"Les dessous du Web", le livre voyageur de Bertrand Jouvenot

Les dessous du Web

Les dessous du Web, par Bertrand Jouvenot

Bertrand Jouvenot vient de publier Les dessous du Web.

Bertrand est un ancien collègue : nous avons travaillé ensemble chez Club-Internet, en 1996-97.

Il travaille donc sur le web depuis près de deux décennies… deux décennies qui ont été pour lui l’occasion d’écrire plusieurs livres : Le journal de BJ au bureau, dans lequel les anciens de Club-Internet ont bien aimé(ou pas) retrouver les travers de leur entreprise, puis Managing Softly, et enfin Mode et Internet.

Aujourd’hui, avec Les dessous du Web, Bertrand a une ambition bien plus démesurée : décoder Internet, comprendre son essence et ses paradoxes. Je n’ai pas encore lu l’ouvrage (mais je suis impatient), donc je ne sais pas s’il y parvient totalement (mais je pense qu’il va me surprendre).
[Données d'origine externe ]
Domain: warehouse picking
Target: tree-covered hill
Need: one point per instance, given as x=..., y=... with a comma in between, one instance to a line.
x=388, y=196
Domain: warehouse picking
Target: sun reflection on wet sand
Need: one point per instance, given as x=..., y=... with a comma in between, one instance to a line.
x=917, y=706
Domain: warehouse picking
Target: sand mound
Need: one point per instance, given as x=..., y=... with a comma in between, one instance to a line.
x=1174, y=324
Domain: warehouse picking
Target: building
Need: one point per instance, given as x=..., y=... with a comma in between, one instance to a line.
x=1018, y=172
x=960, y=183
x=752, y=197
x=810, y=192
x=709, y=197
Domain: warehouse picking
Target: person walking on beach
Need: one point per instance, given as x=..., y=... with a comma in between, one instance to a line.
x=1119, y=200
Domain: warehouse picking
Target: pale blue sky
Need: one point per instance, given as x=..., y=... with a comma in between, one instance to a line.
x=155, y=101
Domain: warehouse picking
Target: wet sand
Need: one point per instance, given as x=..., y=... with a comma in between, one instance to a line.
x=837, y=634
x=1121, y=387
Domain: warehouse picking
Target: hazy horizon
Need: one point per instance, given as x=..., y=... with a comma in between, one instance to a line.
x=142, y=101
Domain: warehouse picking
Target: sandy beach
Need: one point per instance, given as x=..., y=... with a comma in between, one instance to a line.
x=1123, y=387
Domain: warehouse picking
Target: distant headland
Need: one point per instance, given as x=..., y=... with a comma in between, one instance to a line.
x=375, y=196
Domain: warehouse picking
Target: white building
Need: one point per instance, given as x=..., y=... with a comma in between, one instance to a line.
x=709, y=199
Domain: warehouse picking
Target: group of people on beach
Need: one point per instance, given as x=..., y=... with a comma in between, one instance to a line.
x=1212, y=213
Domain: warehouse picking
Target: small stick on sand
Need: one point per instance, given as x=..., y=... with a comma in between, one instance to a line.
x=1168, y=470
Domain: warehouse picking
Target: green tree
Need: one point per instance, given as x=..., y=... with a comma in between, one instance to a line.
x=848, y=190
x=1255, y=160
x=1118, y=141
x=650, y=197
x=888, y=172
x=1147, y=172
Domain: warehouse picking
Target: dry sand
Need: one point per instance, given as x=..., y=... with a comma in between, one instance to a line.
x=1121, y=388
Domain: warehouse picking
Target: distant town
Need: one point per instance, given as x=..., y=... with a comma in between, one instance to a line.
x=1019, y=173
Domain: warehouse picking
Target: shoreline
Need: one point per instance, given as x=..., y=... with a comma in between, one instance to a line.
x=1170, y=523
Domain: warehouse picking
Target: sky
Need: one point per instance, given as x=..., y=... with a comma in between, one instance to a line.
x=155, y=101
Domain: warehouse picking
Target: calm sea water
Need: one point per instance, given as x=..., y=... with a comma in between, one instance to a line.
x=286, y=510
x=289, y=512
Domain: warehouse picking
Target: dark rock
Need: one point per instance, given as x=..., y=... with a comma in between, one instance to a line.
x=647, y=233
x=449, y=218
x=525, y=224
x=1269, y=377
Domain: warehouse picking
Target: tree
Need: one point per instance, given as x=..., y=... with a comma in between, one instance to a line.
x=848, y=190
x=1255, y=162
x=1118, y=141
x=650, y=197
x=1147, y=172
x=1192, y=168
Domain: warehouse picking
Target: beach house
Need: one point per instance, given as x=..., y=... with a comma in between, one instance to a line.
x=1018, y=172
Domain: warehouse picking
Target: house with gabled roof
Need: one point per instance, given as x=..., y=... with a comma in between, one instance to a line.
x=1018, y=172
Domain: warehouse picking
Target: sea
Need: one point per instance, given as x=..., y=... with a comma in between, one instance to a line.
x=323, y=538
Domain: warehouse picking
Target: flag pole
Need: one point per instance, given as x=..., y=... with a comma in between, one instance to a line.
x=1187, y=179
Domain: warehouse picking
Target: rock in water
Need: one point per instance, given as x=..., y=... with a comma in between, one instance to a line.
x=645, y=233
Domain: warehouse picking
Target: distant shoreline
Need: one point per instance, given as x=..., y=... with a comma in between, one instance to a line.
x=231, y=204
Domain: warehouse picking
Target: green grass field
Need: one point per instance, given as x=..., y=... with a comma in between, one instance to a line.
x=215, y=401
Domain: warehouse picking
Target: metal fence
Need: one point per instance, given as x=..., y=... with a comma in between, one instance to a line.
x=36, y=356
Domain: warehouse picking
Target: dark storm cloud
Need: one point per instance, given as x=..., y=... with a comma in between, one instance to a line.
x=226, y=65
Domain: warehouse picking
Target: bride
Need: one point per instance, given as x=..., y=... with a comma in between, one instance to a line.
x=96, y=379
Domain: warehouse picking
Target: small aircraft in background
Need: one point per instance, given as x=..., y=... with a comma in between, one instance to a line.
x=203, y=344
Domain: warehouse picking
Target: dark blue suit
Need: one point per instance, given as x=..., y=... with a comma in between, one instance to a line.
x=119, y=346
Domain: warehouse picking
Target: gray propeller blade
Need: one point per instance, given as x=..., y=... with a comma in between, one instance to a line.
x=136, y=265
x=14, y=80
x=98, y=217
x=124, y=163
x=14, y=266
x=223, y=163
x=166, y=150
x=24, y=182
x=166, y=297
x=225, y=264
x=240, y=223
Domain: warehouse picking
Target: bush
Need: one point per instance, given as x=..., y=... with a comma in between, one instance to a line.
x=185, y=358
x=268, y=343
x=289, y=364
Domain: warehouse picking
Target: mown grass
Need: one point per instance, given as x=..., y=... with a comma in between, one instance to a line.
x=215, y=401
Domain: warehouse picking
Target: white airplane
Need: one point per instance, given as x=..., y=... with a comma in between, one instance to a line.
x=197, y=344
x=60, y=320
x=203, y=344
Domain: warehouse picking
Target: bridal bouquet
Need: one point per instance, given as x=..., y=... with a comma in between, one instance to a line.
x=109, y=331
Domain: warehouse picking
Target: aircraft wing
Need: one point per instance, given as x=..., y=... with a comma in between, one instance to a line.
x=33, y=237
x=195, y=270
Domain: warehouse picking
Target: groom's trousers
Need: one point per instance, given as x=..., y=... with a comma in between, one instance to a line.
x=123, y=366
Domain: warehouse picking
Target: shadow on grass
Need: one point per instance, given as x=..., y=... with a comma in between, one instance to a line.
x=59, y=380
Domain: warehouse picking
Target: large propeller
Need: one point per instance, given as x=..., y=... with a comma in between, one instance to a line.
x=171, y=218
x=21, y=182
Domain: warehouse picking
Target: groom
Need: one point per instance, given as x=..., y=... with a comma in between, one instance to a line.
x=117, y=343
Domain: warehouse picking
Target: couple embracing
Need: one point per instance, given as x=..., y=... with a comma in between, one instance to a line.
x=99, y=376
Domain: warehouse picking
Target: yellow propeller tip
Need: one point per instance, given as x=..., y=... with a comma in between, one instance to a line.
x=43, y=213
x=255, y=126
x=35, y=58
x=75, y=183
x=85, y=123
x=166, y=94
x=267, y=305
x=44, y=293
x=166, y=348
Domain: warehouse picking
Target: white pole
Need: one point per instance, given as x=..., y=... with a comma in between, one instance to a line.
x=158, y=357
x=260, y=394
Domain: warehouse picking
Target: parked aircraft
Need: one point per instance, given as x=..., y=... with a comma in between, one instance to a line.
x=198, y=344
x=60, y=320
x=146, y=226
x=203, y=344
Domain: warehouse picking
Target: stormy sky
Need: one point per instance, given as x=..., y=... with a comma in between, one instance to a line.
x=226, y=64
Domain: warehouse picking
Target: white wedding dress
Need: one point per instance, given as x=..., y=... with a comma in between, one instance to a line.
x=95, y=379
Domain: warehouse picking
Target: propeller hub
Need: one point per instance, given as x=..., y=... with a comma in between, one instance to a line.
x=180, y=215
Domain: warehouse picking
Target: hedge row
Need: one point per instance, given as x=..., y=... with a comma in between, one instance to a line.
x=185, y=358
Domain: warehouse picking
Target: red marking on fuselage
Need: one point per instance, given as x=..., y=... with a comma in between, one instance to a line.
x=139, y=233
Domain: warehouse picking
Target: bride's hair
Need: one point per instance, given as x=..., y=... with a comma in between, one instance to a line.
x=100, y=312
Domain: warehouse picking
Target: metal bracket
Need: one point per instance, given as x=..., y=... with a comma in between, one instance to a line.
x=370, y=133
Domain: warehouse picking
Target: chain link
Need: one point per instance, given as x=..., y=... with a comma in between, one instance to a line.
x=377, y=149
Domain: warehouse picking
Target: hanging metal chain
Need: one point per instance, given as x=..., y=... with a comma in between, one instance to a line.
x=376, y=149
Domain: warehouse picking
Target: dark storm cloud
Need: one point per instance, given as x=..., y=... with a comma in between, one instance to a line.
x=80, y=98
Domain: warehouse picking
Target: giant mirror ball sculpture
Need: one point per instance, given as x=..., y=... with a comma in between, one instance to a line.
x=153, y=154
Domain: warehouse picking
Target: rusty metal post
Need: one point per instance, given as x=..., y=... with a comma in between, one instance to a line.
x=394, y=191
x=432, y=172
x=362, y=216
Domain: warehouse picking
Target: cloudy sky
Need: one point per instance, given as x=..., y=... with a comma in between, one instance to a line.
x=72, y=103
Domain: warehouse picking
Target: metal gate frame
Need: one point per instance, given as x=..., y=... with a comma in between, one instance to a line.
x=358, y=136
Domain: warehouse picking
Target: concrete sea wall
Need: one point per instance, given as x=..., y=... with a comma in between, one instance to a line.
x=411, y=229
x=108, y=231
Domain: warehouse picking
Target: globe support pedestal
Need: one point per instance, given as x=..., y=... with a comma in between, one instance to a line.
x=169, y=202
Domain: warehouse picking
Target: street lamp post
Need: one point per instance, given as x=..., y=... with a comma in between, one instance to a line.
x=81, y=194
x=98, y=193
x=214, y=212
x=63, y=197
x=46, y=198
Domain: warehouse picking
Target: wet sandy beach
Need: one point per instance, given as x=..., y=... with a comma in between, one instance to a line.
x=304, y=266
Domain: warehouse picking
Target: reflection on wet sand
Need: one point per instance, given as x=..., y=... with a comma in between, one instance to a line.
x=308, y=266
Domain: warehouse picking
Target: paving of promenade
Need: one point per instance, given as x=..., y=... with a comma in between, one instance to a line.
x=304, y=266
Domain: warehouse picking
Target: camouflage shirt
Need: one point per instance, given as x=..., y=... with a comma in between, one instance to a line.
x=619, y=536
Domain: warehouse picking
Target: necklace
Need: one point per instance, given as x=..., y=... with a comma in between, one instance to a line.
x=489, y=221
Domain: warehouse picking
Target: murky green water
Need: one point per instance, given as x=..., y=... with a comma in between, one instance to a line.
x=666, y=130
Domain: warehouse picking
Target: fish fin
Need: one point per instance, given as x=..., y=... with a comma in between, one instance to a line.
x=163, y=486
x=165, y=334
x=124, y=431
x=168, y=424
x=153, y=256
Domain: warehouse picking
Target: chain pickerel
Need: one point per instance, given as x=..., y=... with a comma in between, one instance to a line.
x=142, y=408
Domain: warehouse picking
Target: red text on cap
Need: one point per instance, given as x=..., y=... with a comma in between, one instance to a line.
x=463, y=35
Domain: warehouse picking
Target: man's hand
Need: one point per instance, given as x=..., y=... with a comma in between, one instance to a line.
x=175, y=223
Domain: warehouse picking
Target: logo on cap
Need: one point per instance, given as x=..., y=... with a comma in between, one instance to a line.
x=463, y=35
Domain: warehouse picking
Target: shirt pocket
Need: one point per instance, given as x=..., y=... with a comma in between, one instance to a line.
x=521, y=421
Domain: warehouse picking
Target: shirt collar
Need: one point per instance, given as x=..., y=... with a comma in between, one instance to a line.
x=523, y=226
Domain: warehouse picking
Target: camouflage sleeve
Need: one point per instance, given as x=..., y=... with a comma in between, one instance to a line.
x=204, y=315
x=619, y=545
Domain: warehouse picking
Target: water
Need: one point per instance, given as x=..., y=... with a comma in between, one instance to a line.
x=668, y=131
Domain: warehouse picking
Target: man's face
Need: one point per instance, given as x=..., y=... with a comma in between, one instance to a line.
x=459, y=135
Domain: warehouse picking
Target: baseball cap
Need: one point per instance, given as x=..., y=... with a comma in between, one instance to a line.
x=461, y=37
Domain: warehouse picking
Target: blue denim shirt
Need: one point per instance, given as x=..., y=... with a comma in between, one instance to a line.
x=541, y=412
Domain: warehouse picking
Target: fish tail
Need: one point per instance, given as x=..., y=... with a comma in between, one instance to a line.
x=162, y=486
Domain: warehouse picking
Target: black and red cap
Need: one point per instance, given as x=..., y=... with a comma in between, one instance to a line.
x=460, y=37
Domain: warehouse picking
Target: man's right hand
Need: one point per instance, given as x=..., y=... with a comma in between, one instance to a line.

Pour vous mettre en appétit, quelques phrases issues de la présentation :

« Le Web est tout en contrastes. Il ressemble à une pièce de monnaie dont les deux faces ne se quittent jamais, mais ne se rencontrent jamais non plus.

Du côté face, l’apparition d’une nouvelle économie, des créations d’emplois, la croissance spectaculaire d’un nouveau type d’entreprises, l’invention de nouveaux services, l’accélération de l’innovation, la diffusion des idées et des savoirs, l’évolution des modes d’interaction entre les individus, etc.

Du côté pile, l’hyper-puissance d’acteurs organisant l’information au niveau mondial, la destruction de pans entiers de l’industrie (musique, cinéma…), la disparition de medias traditionnels (journaux, radios…), le remplacement de l’information par l’opinion, la remise en question de la propriété intellectuelle, l’évaporation de prérogatives des États Nations…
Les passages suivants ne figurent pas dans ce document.